EMENTA: (…) IV – Proteção constitucional ao sigilo das comunicações de dados – art. 5º, XVII, da CF: ausência de violação, no caso. 1. Impertinência à hipótese da invocação da AP 307 (Pleno, 13.12.94, Galvão, DJU 13.10.95), em que a tese da inviolabilidade absoluta de dados de computador não pode ser tomada como consagrada pelo Colegiado, dada a interferência, naquele caso, de outra razão suficiente para a exclusão da prova questionada – o ter sido o microcomputador apreendido sem ordem judicial e a conseqüente ofensa da garantia da inviolabilidade do domicílio da empresa – este segundo fundamento bastante, sim, aceito por votação unânime, à luz do art. 5º, XI, da Lei Fundamental. 2. Na espécie, ao contrário, não se questiona que a apreensão dos computadores da empresa do recorrente se fez regularmente, na conformidade e em cumprimento de mandado judicial. 3. Não há violação do art. 5º. XII, da Constituição que, conforme se acentuou na sentença, não se aplica ao caso, pois não houve “quebra de sigilo das comunicações de dados (interceptação das comunicações), mas sim apreensão de base física na qual se encontravam os dados, mediante prévia e fundamentada decisão judicial”. 4. A proteção a que se refere o art. 5º, XII, da Constituição, é da comunicação ”de dados” e não dos ”dados em si mesmos”, ainda quando armazenados em computador. (cf. voto no MS 21.729, Pleno, 5.10.95, red. Néri da Silveira – RTJ 179/225, 270). V – Prescrição pela pena concretizada: declaração, de ofício, da prescrição da pretensão punitiva do fato quanto ao delito de frustração de direito assegurado por lei trabalhista (C. Penal, arts. 203; 107, IV; 109, VI; 110, § 2º e 114, II; e Súmula 497 do Supremo Tribunal).
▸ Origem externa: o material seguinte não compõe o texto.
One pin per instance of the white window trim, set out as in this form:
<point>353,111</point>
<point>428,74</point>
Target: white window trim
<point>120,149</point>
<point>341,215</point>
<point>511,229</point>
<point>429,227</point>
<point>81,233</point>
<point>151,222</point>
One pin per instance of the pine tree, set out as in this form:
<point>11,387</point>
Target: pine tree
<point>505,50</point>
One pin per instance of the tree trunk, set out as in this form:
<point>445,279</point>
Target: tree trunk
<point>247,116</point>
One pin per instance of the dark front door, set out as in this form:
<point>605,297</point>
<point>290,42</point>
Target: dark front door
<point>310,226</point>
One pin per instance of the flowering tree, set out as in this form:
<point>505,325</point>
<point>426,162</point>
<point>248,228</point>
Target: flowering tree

Cumpre ainda destacarmos que informações cadastrais de correntistas de instituições financeiras não estão sujeitas ao chamado “sigilo bancário”, pois não sendo os dados cadastrais bancários protegidos pelo sigilo bancário não há em nosso ordenamento jurídico qualquer previsão no sentido da necessidade de ordem judicial para o acesso a este tipo de dados cadastrais, o que implica na aplicabilidade do poder geral de polícia (art. 6, III do CPP) no que diga respeito à requisição destes.
Desta forma, tendo a Autoridade Policial conhecimento que determinada conta bancária é utilizada para fins ilícitos pode requisitar ao banco os dados cadastrais do titular da mesma.
Por outro lado, a alteração legislativa em comento veio para deixar assentado que a Autoridade Policial pode requisitar “dados cadastrais telefônicos”, informações mínimas sobre o proprietário da linha telefônica, com a finalidade de especificar qual é o consumidor do serviço e cujo acesso não depende de nenhum tipo de autorização judicial.
Com o advento da alteração legislativa, certo é que o descumprimento de requisição de dados cadastrais solicitados por Autoridade Policial amolda-se perfeitamente ao delito de desobediência, constante no artigo 330 do Código Penal, por se tratar de ordem legal advinda de funcionário público uma vez que tal prerrogativa requisitória encontra-se amparada pela norma constante no artigo 6º, III do CPP.
E mais: a Lei 8.078/90, em seu artigo 43, §4º, estabelece que os bancos de dados e cadastros relativos a consumidores são considerados entidades de caráter público, o que reforça ainda mais a possibilidade de requisição de dados cadastrais pela Autoridade Policial através do poder geral de polícia, inclusive anteriormente a edição da Lei 12.683, de 9.7.2012, a qual veio apenas consagrar este tipo de posicionamento.
Esperemos apenas que as concessionárias de serviço público ou empresas detentoras de dados cadastrais de interesse de investigações não criem óbices ao cumprimento do disposto na legislação mencionada.